OK, so he didn't say "Cyclists are an invasive species" as an exclamatory or declarative sentence. But he did something that, in effect, labelled us as such.
He wants to make any out-of-state cyclist entering the state buy a $25 sticker, which would have to be attached to the bicycle and renewed every year, by tacking an amendment onto SB 363, a bill about invasive species management. Specifically, he wants the money he shakes down from us (Well, all right, I wasn't planning to go to Montana this year!) to be used against an invasive mussel species in the state's waterways.
So let me get this straight (Please don't read anything into that last word!): Senator Sales is equating cyclists with invasive mussels.
Please tell me he's being ironic. Is he capable of irony? (From Montana Public Radio) |
I don't have to tell you how absurd this idea is. What in the world can taxing cyclists do to halt the spread of a mussel that multiplies faster than anything else in the Big Sky State's rivers, streams and lakes?
Folks who use motorized fishing boats don't have to pay any such fee for the privilege. Now, perhaps I'm ignorant in the ways mussels spread their range, but I should think that one boat can do far more to facilitate that than all of the cyclists in the world ever could.
Hon. Sales' proposal, moreover, demonstrates all sorts of profound ignorance regarding cyclists. He said that cyclists need "to put some skin in the game" in regards to road and recreation funding in the state". He has called cyclists "some of the rudest and most self-centered people I've ever met" who "think they own the highway."
This, from a guy who shot down another bill that would have required motorists to give cyclists a three-foot berth when passing at 35MPH and five feet while driving any faster than that.
Of course, anyone who would put the kibosh on such an idea doesn't realize that, unlike motorists, we can't operate our machines while texting or distracted in other ways.
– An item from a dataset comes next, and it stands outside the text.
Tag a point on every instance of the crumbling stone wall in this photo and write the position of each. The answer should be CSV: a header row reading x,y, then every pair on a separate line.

Moreover, we are far less likely to ride than drivers are to drive while munching on fast food or imbibing alcohol because, well, it's difficult, if not impossible, for us to do those things.
About his "skin in the game" comment: It's not the first time I've heard this wholly inaccurate perception of what we do or don't have invested "in the game." Of course, it wasn't nearly as dangerous when it came from the folks from whom I've previously heard it as it is when it emanates from the mouth or pen of a lawmaker.
You see, we pay the same taxes as motorists pay, whether or not we drive. Contrary to what some believe, there is no separate "road tax", at least not from the Federal government or any state or municipality of which I'm aware. In fact, the only taxes I don't pay that any motorist pays are the ones added to gasoline.
Aside from that, I have just as much "skin in the game" as any motorist. I'll admit, though, that as the weather gets nicer and I'm riding more, I won't have as much skin in the game because, well, I won't have as much skin. That, I should think, would make me less invasive.